One of the biggest and most remote bridge projects ever undertaken in the Northwest Territories is going to take longer to build and cost more than anticipated.

The 486-metre-long bridge over the Great Bear River is a key component of the government’s proposed Mackenzie Valley Highway. Construction of the bridge was to begin this winter, but that is now being postponed until next winter, according to officials with the Department of Infrastructure.

The last estimate on the cost of the bridge was $70 million, but the department’s director of transportation says it’s going to cost more than that now.

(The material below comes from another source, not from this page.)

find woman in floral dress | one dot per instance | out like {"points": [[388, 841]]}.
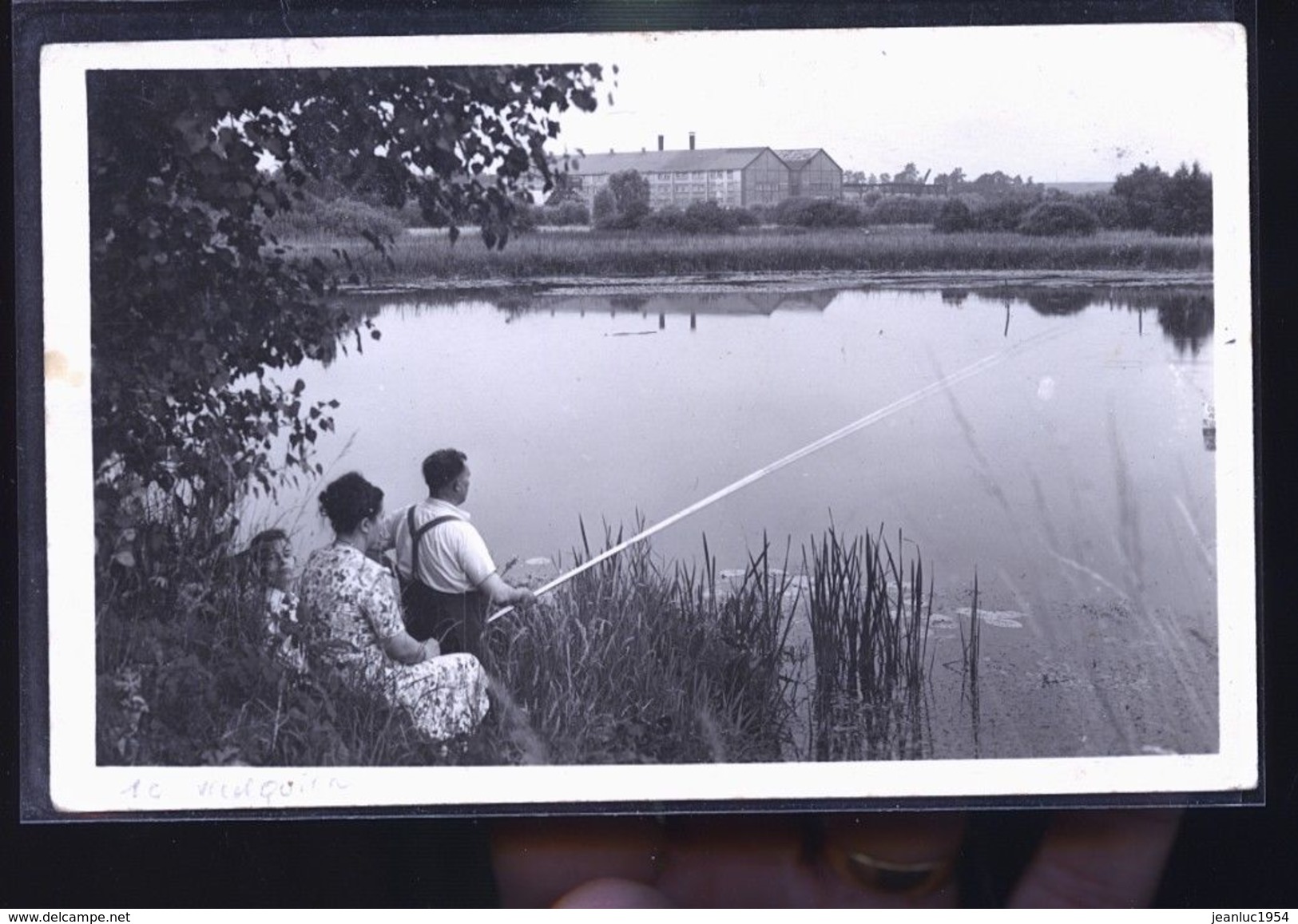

“As you know, there are several projects nationally that have been impacted by… COVID-19, experiencing costs escalating — supply chain issues, material costs, fuel prices,” said Binay Yadav.

Yadav said he could not divulge a current cost estimate because doing so could affect bidding on the construction contract when a call for bids is issued. 

Yadav said the department is currently talking to the federal government about getting  more funding for the project, and also get an extension to the deadline for spending money it’s already been promised under the federal government’s National Trade Corridors Fund.

Five years ago, the federal and territorial governments announced they had set aside a total of $140 million for construction of the bridge and two other projects associated with the Mackenzie Valley Highway — a 15-kilometre all weather road from Wrigley to Mount Gaudet and for studies to re-start the environmental assessment of the highway project.

The federal government provided $102 million of that funding, which is to be spent by 2028. Under the revised timeline, the bridge is not expected to be completed until 2029.

Yadav said the Department of Infrastructure is currently negotiating with Tulita for land it needs to build the bridge. It plans to complete the final design of the two-lane structure later this summer, and file applications this fall for the permits it needs to move ahead with construction.